I watch her walk, sometimes. She's beautiful - not in a flashy way, no. Only in the way one who sees her the way I do can tell. I see in her the eyes of my mentor - his intelligence, his rigor, his dedication, but also a beauty - wild and untamed, passionate under a veil of cold distance.

I burn for her. I long to walk with her on High Street, at day break, to see the Magdalen broken in the sunrise's gold rays. Perhaps one day. For now it is the days of endless, restless research at the Bodlean, only interrupted by momentary glimpses at the ceiling, daydreams soon ending on a return to the delightful smell of old paper, manipulated with care.

For now, it is the walks to and from college in Oxford's golden alleys, the strict quad of Wadham, the gothic glory of Merton.

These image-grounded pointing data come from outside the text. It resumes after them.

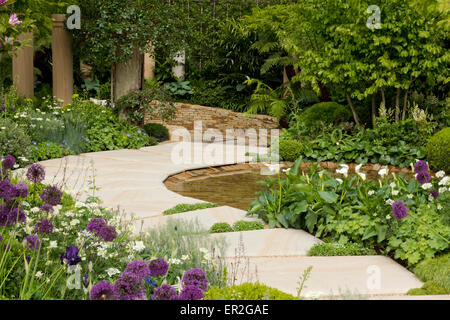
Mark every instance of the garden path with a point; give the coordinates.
(133, 180)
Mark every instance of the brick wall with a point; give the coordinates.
(214, 118)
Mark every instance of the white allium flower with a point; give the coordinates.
(53, 244)
(383, 171)
(427, 186)
(440, 174)
(445, 181)
(138, 246)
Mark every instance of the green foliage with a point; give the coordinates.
(189, 207)
(429, 288)
(179, 89)
(438, 150)
(49, 150)
(14, 141)
(188, 245)
(113, 28)
(290, 150)
(243, 225)
(135, 104)
(327, 112)
(220, 227)
(339, 249)
(435, 269)
(157, 131)
(358, 210)
(247, 291)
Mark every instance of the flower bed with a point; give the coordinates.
(406, 219)
(55, 247)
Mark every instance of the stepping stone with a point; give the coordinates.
(334, 276)
(268, 243)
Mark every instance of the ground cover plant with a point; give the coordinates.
(184, 207)
(405, 219)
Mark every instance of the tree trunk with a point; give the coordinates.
(405, 99)
(355, 115)
(397, 105)
(127, 76)
(374, 109)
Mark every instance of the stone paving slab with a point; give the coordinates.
(269, 242)
(334, 276)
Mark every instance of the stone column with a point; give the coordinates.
(126, 76)
(23, 70)
(149, 66)
(178, 70)
(62, 60)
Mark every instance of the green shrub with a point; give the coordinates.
(135, 104)
(247, 291)
(438, 150)
(157, 131)
(435, 269)
(221, 227)
(428, 288)
(327, 112)
(337, 249)
(179, 208)
(49, 150)
(290, 150)
(14, 141)
(243, 225)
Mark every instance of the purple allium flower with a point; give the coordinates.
(158, 267)
(43, 226)
(423, 177)
(191, 293)
(139, 268)
(421, 166)
(434, 193)
(108, 233)
(7, 190)
(36, 173)
(22, 189)
(95, 225)
(33, 242)
(4, 211)
(16, 215)
(70, 257)
(47, 208)
(165, 292)
(400, 210)
(9, 162)
(195, 277)
(13, 20)
(51, 195)
(128, 287)
(102, 291)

Sometimes I think of High Table. I would like to see her there, at my side, in one of those classic black dresses that seem made of one single piece of fabric, and cut only for the woman wearing them. Only diamonds her ears - she needs nothing to shine.

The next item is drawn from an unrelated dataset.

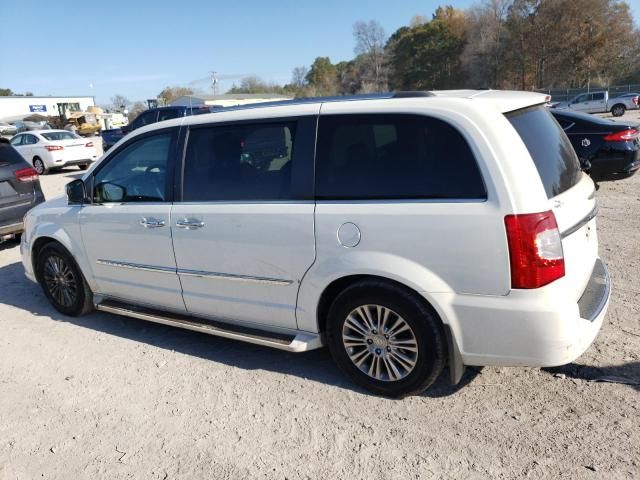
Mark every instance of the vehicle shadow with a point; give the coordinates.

From time to time I look at her - stolen glimpses. So cold her beauty, so ardent her spirit. I long to touch a flutter of her hair with just a touch - as if to verify that a woman so perfect does indeed exist.

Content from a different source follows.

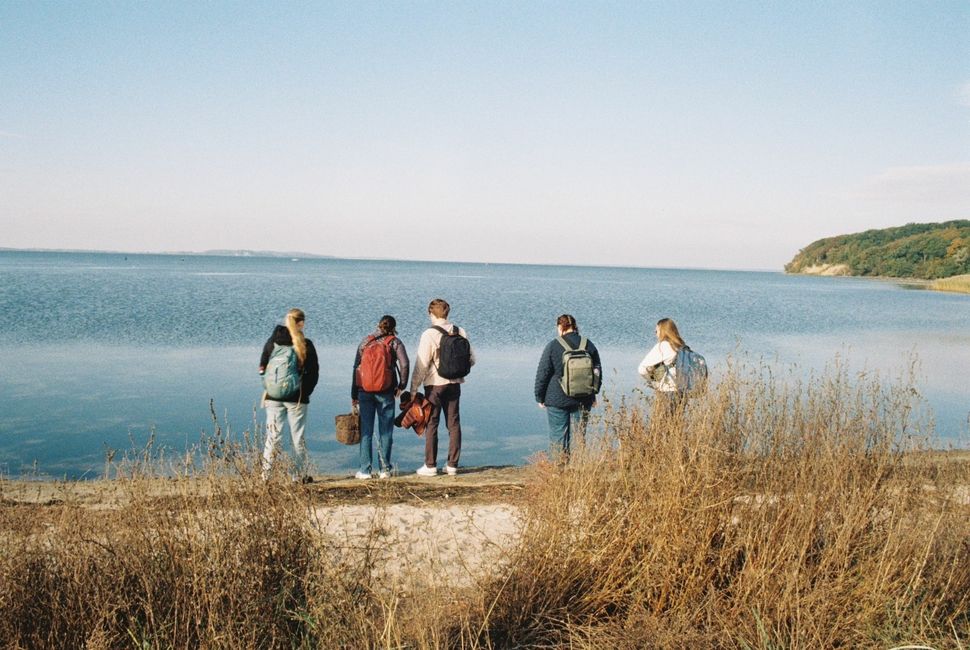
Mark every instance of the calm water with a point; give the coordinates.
(98, 350)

The nights are tormented - cold. I do not sleep well. Sometimes the shutters flap, and I shudder - there are fears that Helen is in danger, more even than fears for myself. To counter them, I recall the day - the moments of grace she bestows on me like rare and precious jewels.

Her laughter - so girlish and light, with her voice so serious. Her accent. Her dark hair and the way she wears it in such a strict coil. Her hands and their grace as she annotates her research with focused dedication.

Today was a good day. Tomorrow, we leave for Istanbul.